Дома у нас были другие друзья. У Лени на работе не было друзей, были хорошие отношения со многими. У меня на работе было много хороших людей, но друзей не было. Близкими друзьями можно было назвать только несколько человек. О самом давнем, Б. А. Патушинском, я уже писала. Ксения Листопад, жена Якова Старосельского, была у Деникина секретарем подпольной большевистской организации, хотя было ей тогда 23–24 года от роду. У нее уже тогда начался туберкулезный процесс в легких. Когда она была арестована, она попала в зону действия английской разведки. Была приговорена к смертной казни. Когда ее увидел тюремный врач – англичанин (она была очень красивая), он сказал, что у нее туберкулез. А по английским законам казнить можно только здоровых, и ее оставили долечиваться в тюрьме. Она рассказывала, как в камере, где окно было высоко и было мало света, она зацепляла за оконную решетку пояс от пальто, влезала в эту петлю и так могла читать. Веса в ней было мало, пояс выдерживал. Читала она «Капитал» Гильфердинга[65]65
Имеется в виду книга немецкого марксиста Рудольфа Гильфердинга. См.: Гильфердинг Р. Финансовый капитал: Новейшая фаза в развитии капитализма / Авториз. пер. с нем. и вступ. ст. И. Степанова. М., 1912. 2‐е и 3‐е издания вышли в Петербурге в 1918 г.

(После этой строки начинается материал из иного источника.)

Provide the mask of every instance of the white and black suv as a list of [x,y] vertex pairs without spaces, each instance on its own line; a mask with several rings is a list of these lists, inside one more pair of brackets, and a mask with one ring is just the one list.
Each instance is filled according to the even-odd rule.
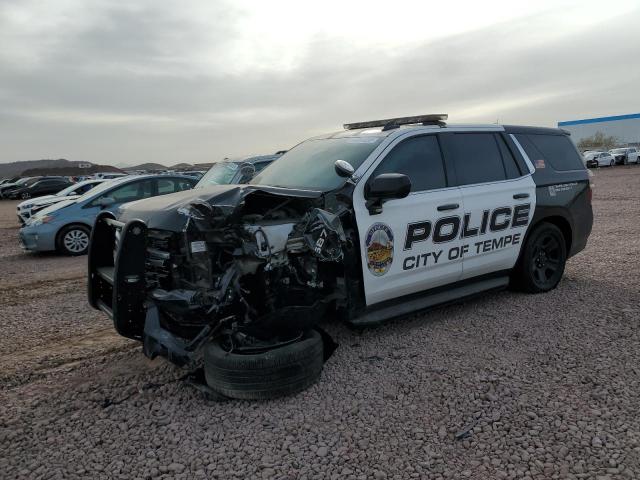
[[593,221],[569,134],[445,119],[345,125],[248,185],[101,214],[91,305],[147,356],[204,357],[214,391],[267,398],[318,378],[325,317],[365,326],[509,285],[555,288]]

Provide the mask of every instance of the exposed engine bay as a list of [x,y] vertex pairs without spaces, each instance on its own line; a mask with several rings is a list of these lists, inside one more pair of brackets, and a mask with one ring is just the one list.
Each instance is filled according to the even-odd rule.
[[[347,205],[333,201],[328,209],[324,197],[265,191],[233,200],[191,198],[165,210],[172,211],[171,222],[147,220],[144,332],[135,337],[148,356],[184,364],[214,337],[223,337],[229,350],[272,348],[295,341],[328,308],[347,306],[345,265],[358,258]],[[118,235],[116,251],[131,233]],[[115,312],[122,296],[114,298]]]

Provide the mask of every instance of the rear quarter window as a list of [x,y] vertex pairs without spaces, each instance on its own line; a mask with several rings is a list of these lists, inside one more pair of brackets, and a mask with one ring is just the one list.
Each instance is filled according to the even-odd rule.
[[516,134],[536,170],[553,168],[559,172],[583,170],[582,159],[565,135]]

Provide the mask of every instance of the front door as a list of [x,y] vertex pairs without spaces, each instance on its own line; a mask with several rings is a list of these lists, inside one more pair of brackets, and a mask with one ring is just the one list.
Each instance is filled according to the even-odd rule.
[[529,222],[536,186],[521,171],[500,133],[443,136],[462,192],[462,279],[513,268]]
[[[411,193],[370,212],[366,184],[382,173],[407,175]],[[367,305],[460,279],[463,200],[447,181],[437,135],[397,139],[358,182],[353,203]]]

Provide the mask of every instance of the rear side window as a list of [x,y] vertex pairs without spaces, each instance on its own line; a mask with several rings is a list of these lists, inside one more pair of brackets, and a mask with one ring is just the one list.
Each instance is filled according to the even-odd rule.
[[381,173],[407,175],[411,180],[412,192],[447,186],[442,153],[435,135],[409,138],[393,147],[370,178]]
[[516,139],[536,170],[547,165],[557,171],[584,169],[573,143],[565,135],[516,134]]
[[472,185],[507,179],[502,154],[492,133],[455,133],[449,150],[458,184]]
[[500,154],[502,155],[502,161],[504,162],[504,171],[507,175],[507,178],[518,178],[522,175],[520,173],[520,169],[516,163],[516,159],[513,157],[511,150],[507,147],[507,144],[504,142],[504,138],[501,135],[494,135],[496,142],[498,142],[498,148],[500,149]]

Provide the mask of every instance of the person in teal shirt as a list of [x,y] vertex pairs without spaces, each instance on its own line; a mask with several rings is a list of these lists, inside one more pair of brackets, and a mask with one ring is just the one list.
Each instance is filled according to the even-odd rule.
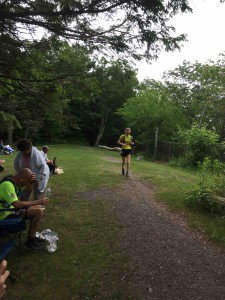
[[132,149],[131,146],[134,145],[133,137],[130,134],[131,134],[131,129],[126,128],[125,134],[122,134],[118,140],[118,144],[122,146],[122,151],[121,151],[122,175],[125,175],[125,165],[126,165],[126,177],[129,177],[131,149]]
[[48,198],[34,201],[20,201],[18,198],[20,187],[28,187],[34,180],[34,173],[28,168],[23,168],[17,175],[7,176],[0,183],[0,209],[19,208],[17,212],[0,211],[0,220],[26,216],[30,220],[30,228],[25,246],[33,251],[42,251],[46,241],[36,237],[36,232],[43,218],[41,205],[48,205]]

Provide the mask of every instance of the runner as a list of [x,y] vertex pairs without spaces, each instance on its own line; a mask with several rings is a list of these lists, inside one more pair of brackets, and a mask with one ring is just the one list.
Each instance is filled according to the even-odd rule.
[[121,157],[122,157],[122,175],[125,175],[125,164],[126,164],[126,177],[129,177],[130,171],[130,160],[131,160],[131,146],[134,145],[133,137],[130,135],[131,129],[126,128],[125,134],[122,134],[118,140],[118,144],[122,146]]

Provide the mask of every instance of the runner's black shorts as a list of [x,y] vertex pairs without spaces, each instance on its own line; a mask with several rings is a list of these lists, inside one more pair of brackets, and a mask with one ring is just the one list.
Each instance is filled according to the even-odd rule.
[[131,149],[122,149],[121,150],[121,153],[120,153],[120,155],[121,156],[123,156],[123,157],[126,157],[126,156],[128,156],[128,155],[131,155],[132,153],[131,153]]

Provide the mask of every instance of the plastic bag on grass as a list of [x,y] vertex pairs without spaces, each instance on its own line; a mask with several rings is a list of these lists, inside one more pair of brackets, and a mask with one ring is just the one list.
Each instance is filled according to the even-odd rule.
[[58,241],[58,234],[53,232],[51,229],[45,229],[42,232],[36,233],[37,237],[40,237],[48,242],[47,250],[50,253],[53,253],[57,249],[57,241]]

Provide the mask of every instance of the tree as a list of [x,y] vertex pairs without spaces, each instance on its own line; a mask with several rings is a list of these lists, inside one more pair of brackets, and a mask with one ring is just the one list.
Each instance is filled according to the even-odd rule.
[[146,152],[148,146],[154,144],[153,156],[156,158],[159,139],[168,140],[175,135],[183,122],[183,115],[160,82],[146,81],[141,89],[136,97],[130,98],[118,109],[118,114],[139,133],[136,140],[147,145]]
[[157,55],[162,46],[167,51],[179,48],[185,35],[173,37],[174,28],[167,22],[191,8],[187,0],[5,0],[0,11],[2,37],[18,43],[25,32],[42,28],[88,48],[102,51],[104,45],[139,58],[143,45],[146,57]]

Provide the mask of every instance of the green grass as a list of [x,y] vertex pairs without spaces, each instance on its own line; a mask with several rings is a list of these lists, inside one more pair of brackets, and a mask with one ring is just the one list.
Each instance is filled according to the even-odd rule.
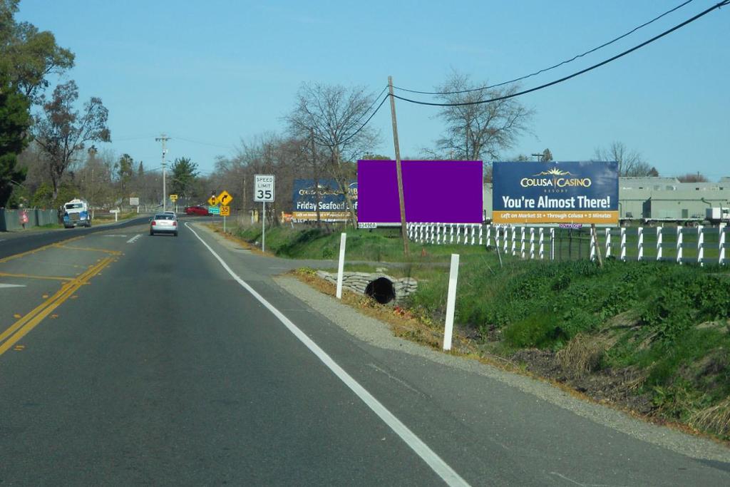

[Закрыть]. Ее освободили наши войска. К тому времени, как мы ее узнали, ей было 30–33 года. Она была очень худа, очень бледна, мало вставала. Леня ее боготворил. В это время она была беспартийной – подала заявление, что так больна, что не хочет быть балластом. На самом же деле не хотела быть причастной. Трахтенберги к этому времени уже тоже вышли из партии. Они никогда не говорили, почему и когда – были люди осторожные. Она – Ксения – была женой Якова Старосельского. Он был в житейских делах абсолютно беспомощным человеком. Несмотря на свое положение, заботилась о нем она, а не наоборот. Я бывала у них довольно редко, а Леня чаще. У них частенько собирались жены арестованных троцкистов. Они жили в одной комнате, длинной, с окном во двор, где-то в Леонтьевском переулке. Якова она любила очень. Он же имел уже другую женщину – Зину Старосельскую, миловидную, веселую, очаровательную, без строгих нравственных правил. Вечером он вставал из‐за письменного стола, за которым сидел с самого утра, и говорил: «Ну, я пошел к бабам», а Ксения умирала. На рентгеновском снимке (она мне показывала) был свободным небольшой кусочек одного легкого. Когда она ослабела совсем, она написала в деревню на Украину своей старой тетке, что просит разрешения приехать к ней умереть. Договорились с какой-то женщиной, чтобы она помогла ей доехать. Яков был ни при чем. Она не хотела обременять его похоронами. Отвезти ее он был не способен. Вот мы ее провожали. Леня не смог приехать. Были Яков, я и еще две ее подруги. Прошло около пятидесяти лет с тех пор, но все помнится как вчера. Как сердце сжималось от жалости! Провожание было без слез и очень молчаливым.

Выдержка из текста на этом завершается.